Re: [RFCv2 13/13] KVM: unmap guest memory using poisoned pages

From: Sean Christopherson
Date: Wed May 26 2021 - 15:47:03 EST


On Fri, May 21, 2021, Kirill A. Shutemov wrote:
> Hi Sean,
>
> The core patch of the approach we've discussed before is below. It
> introduce a new page type with the required semantics.
>
> The full patchset can be found here:
>
> git://git.kernel.org/pub/scm/linux/kernel/git/kas/linux.git kvm-unmapped-guest-only
>
> but only the patch below is relevant for TDX. QEMU patch is attached.

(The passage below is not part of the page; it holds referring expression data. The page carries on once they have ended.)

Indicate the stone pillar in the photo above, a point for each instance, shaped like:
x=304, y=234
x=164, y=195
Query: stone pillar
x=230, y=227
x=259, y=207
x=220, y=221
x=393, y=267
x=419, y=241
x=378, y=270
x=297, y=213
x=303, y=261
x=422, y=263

Can you post the whole series? The KVM behavior and usage of FOLL_GUEST is very
relevant to TDX.

> CONFIG_HAVE_KVM_PROTECTED_MEMORY has to be changed to what is appropriate
> for TDX and FOLL_GUEST has to be used in hva_to_pfn_slow() when running
> TDX guest.

This behavior in particular is relevant; KVM should provide FOLL_GUEST iff the
access is private or the VM type doesn't differentiate between private and
shared.

> When page get inserted into private sept we must make sure it is
> PageGuest() or SIGBUS otherwise.

More KVM feedback :-)

Ideally, KVM will synchronously exit to userspace with detailed information on
the bad behavior, not do SIGBUS. Hopefully that infrastructure will be in place
sooner than later.

https://lkml.kernel.org/r/YKxJLcg/WomPE422@xxxxxxxxxx

> Inserting PageGuest() into shared is fine, but the page will not be accessible
> from userspace.

Even if it can be functionally fine, I don't think we want to allow KVM to map
PageGuest() as shared memory. The only reason to map memory shared is to share
it with something, e.g. the host, that doesn't have access to private memory, so
I can't envision a use case.

On the KVM side, it's trivially easy to omit FOLL_GUEST for shared memory, while
always passing FOLL_GUEST would require manually zapping. Manual zapping isn't
a big deal, but I do think it can be avoided if userspace must either remap the
hva or define a new KVM memslot (new gpa->hva), both of which will automatically
zap any existing translations.

Aha, thought of a concrete problem. If KVM maps PageGuest() into shared memory,
then KVM must ensure that the page is not mapped private via a different hva/gpa,
and is not mapped _any_ other guest because the TDX-Module's 1:1 PFN:TD+GPA
enforcement only applies to private memory. The explicit "VM_WRITE | VM_SHARED"
requirement below makes me think this wouldn't be prevented.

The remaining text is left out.